You can create rhythm by alternating post types.

For example, a personal photo, then a quote, then an educational carousel. Or a service post, then a reflective post, then a practical tip. The pattern does not need to be rigid. It simply gives your feed a steadier sense of movement.

Plan the grid without over-controlling it

Grid planning can be helpful, but it can also become a place where perfectionism hides.

You do not need to delay posting because one colour is slightly off. You do not need to rebuild your whole content strategy around how the profile looks. You do not need a feed so polished that it no longer feels human.

The aim is alignment, not control.

Tools like Canva, Later, Planoly or Meta’s own scheduling features can help you preview posts before they go live. Canva is useful for creating reusable templates. Later and Planoly can help you see how posts may sit beside one another.

Use these tools to support your eye, not override your message.

For founders who want support with sustainable visibility, this is where Soulful Growth can be useful. Kathleen’s Soulful Growth pathway supports content, social media rhythm, online presence refinement and creative assets that reflect your voice and values.

When your grid is part of a wider strategy

Your Instagram grid layout should support your strategy, not become the strategy.

A beautiful feed will only take you so far if your message is unclear, your offers are hard to find or your audience cannot understand what working with you looks like.

This is where your grid and your business strategy meet.

Your pinned posts can introduce who you are. Your bio can direct people to the right next step. Your highlights can hold key information. Your content can speak to the questions your clients already carry. Your visuals can create recognition and trust.

For some founders, the need is visual and content-based. For others, the bigger need is strategic clarity.

Kathleen’s Soulful Strategy pathway is designed for direction, priorities and thoughtful planning, especially when you are refining your message, structure and next stage of growth.

Common Instagram grid questions

Do I need to delete old square posts?

Usually, no. If a post still holds value, let it stay. You can adjust previews where possible, pin stronger posts or begin creating new content with the updated grid in mind.

Should I still design in 1080 x 1350 pixels?

For many business owners, yes. It remains a useful portrait feed size, with good screen presence. Just keep important elements centred so they still work in the profile grid. Hootsuite and Buffer both continue to list portrait formats as relevant for Instagram feed posts.

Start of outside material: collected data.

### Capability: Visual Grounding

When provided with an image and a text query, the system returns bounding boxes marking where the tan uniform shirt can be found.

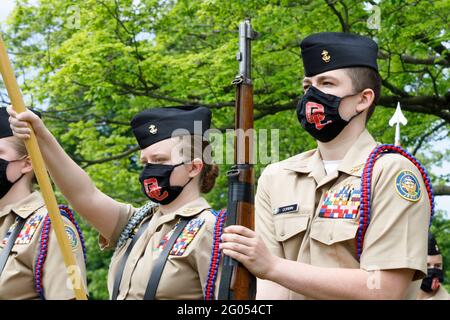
[0,191,87,300]
[256,130,430,299]
[100,197,222,300]
[427,286,450,300]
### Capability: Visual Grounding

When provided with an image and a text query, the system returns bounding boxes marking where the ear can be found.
[355,88,375,113]
[20,156,33,175]
[187,158,204,178]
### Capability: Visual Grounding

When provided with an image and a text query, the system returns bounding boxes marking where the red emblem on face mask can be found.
[432,277,441,291]
[144,178,169,201]
[305,102,333,130]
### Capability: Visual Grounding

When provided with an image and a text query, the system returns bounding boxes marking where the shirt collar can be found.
[281,129,378,183]
[281,149,316,173]
[155,197,212,225]
[0,191,45,219]
[337,129,378,178]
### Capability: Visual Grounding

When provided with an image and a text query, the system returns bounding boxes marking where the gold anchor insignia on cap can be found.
[321,50,331,63]
[149,124,158,134]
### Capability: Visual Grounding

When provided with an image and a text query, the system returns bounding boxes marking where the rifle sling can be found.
[111,218,151,300]
[229,181,254,204]
[0,217,26,277]
[218,176,242,299]
[143,217,190,300]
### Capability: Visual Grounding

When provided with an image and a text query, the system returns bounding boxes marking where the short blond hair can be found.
[4,136,36,185]
[177,135,219,194]
[5,136,28,157]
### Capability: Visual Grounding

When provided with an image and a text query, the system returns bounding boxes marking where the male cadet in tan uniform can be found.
[220,32,431,299]
[0,107,87,300]
[417,233,450,300]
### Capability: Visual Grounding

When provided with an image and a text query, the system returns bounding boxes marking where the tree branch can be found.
[325,0,348,32]
[111,80,234,108]
[44,113,130,126]
[382,79,410,97]
[412,120,447,156]
[80,145,140,168]
[378,50,449,66]
[434,185,450,196]
[378,95,450,123]
[251,95,450,124]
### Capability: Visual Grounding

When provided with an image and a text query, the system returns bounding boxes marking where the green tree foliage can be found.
[1,0,449,299]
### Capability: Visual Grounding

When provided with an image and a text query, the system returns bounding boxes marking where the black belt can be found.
[143,217,190,300]
[111,218,151,300]
[0,217,26,277]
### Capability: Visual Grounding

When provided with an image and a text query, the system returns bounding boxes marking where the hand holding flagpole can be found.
[0,34,87,300]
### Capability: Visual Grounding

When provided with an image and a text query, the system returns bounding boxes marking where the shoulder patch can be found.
[15,213,44,245]
[65,225,78,250]
[395,170,421,202]
[155,217,205,256]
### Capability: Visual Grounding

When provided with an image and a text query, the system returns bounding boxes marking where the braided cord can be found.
[204,209,227,300]
[34,206,87,300]
[357,144,435,259]
[116,201,158,250]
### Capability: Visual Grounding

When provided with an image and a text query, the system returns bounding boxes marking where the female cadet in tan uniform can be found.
[0,108,87,300]
[8,105,224,300]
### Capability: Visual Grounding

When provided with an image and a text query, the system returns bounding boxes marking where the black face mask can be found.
[420,268,444,293]
[139,162,192,205]
[0,158,25,199]
[296,86,361,142]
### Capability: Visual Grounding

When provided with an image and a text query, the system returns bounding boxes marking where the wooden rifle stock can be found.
[218,19,257,300]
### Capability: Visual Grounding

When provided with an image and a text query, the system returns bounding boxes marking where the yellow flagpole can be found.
[0,34,87,300]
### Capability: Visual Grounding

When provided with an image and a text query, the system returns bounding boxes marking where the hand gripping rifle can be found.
[218,19,257,300]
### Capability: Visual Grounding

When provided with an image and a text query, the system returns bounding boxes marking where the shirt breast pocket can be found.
[274,212,310,260]
[309,218,360,267]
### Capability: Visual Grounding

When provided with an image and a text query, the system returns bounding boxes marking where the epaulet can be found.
[116,201,158,250]
[34,205,86,300]
[356,144,435,260]
[204,209,227,300]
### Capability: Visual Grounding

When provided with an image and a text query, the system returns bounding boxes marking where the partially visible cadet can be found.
[8,105,224,300]
[417,233,449,300]
[220,32,432,299]
[0,107,87,300]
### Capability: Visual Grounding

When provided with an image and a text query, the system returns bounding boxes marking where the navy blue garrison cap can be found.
[300,32,379,77]
[428,233,441,256]
[131,106,211,149]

Does my grid need to be perfectly cohesive?

No. It needs to feel clear enough for someone to understand your brand. Human, useful and recognisable will often serve you better than a grid that feels overly polished but says very little.

A thoughtful way to approach your Instagram grid

The Instagram grid layout will keep changing because platforms keep changing.

That does not mean you need to chase every update.

It means your foundations matter. Clear messaging. Strong visual identity. Spacious design. Centred key elements. Content pillars that reflect your values. A rhythm you can actually sustain.

Your grid can become a soft entry point into your work. A place where people feel your care, understand your offers and begin to trust the way you hold your business.

If your Instagram presence is asking for more clarity, you might explore Soulful Growth for content, visibility and creative support. If your wider message or direction needs refinement first, Soulful Strategy may be the steadier place to begin.

A beautiful grid is not the whole story. But when it is created with care, it can help your story become easier to recognise.

Quick Glance: How to Adjust Square Posts to Fit the New Grid:

If your grid feels a bit mismatched, here’s a quick fix to keep things looking polished while you transition to the new Instagram grid:

  1. Head to your profile and select the post you want to update.
  2. Tap the three dots in the top-right corner.
  3. Scroll down and choose “Adjust Preview.”
  4. Select “Fit” and pick either a black or white background.

This quick step can help realign your feed, though we’re still waiting (fingers crossed!) for the option to choose custom background colors. Until then, these simple tweaks can bring your grid back into balance.